His letter began, "Hi, Dad, it's me, Sam, and I am a good little boy."
He said he wanted to know him and to be friends. He put the letter in a small red mailbox, with his favorite action figurines, and some candy, and we took it to the post office.
A week later Sam heard from his father, who couldn't wait to meet him.
This is the only part of the story I am allowed to tell, except to say that a week after their first shy meeting, a few days after their first meal together, John was standing in the doorway of Sam's second-grade classroom when school ended for the day. He was holding a soccer ball. Sam reported later that all the kids turned to look at him, having been prepared by Sam's teacher for the introduction, but one kid said anyway, "Who's that guy over there?"
And Sam said, "Oh -- that's my dad." I mean: I ask you.
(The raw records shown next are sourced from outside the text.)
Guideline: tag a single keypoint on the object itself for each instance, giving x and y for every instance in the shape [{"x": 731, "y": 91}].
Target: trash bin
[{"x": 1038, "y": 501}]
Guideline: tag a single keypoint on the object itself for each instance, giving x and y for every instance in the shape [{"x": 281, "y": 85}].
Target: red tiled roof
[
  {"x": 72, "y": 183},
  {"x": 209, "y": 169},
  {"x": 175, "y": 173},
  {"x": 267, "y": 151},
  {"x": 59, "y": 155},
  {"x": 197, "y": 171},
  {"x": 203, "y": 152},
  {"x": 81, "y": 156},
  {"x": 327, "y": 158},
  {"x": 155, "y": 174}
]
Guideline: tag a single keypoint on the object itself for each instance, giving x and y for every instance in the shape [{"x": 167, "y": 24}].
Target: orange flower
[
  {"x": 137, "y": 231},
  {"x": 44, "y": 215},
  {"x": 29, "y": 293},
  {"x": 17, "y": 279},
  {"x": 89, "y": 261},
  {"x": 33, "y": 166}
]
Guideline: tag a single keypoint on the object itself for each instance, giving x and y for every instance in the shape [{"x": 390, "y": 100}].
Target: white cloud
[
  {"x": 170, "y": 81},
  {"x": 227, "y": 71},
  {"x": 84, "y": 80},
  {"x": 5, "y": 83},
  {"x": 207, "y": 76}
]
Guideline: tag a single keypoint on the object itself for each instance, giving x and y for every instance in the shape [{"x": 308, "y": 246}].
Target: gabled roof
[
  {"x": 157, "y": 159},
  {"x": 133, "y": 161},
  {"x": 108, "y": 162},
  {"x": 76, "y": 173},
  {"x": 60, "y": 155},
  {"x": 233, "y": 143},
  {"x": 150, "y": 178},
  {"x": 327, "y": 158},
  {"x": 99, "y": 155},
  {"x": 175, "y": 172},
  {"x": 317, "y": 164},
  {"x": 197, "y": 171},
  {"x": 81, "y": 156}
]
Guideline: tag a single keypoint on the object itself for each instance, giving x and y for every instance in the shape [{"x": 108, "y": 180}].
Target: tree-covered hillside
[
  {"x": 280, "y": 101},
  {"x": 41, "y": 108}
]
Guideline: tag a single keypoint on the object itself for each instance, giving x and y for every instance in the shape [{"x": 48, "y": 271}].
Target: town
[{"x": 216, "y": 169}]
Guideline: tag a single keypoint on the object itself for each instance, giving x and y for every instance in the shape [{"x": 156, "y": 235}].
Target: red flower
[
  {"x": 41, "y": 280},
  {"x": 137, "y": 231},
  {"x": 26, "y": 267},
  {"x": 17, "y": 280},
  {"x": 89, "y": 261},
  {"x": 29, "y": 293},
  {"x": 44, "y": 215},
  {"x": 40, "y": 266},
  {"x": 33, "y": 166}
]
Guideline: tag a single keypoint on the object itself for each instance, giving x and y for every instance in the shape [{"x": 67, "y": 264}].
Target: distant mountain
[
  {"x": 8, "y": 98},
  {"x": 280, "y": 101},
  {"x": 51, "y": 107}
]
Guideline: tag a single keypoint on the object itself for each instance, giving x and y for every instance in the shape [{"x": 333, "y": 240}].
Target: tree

It's not perfect, because it is not TV and we are real people with scarred, worried hearts. But it's amazing a lot of the time. Where there was darkness, silence and blame, there's now a family, and that means there's mess and misunderstanding, hurt feelings, and sighs. But it is a family: Sam and his father love and like each other. Sam has a new stepmother this time, and she's great. Can you imagine how impossible a dream this was for Sam? He even gets to whine about our shortcomings, like any old child: "Why doesn't this family ever bring thermoses of cocoa, like the other families?"
It's cold when we get to see his father, because we usually visit in early winter. Things go wrong every time, but more things go well. We are mostly lit by domestic fires, logs in the fireplace, candles. But one year his father took us to a frozen lake on a mountain, that you got to by gondola, where you could rent ice skates, and buy hot food. His father and I watched Sam skate. We got to be really proud at the same time. Maybe married parents do this all the time and it is not all that big a deal. But it was to us. When we got too cold, we went and warmed ourselves over trashcans at the edge of the rink, in which people had built hobo fires with paper cups and wrappers, and twigs they had found in the snow.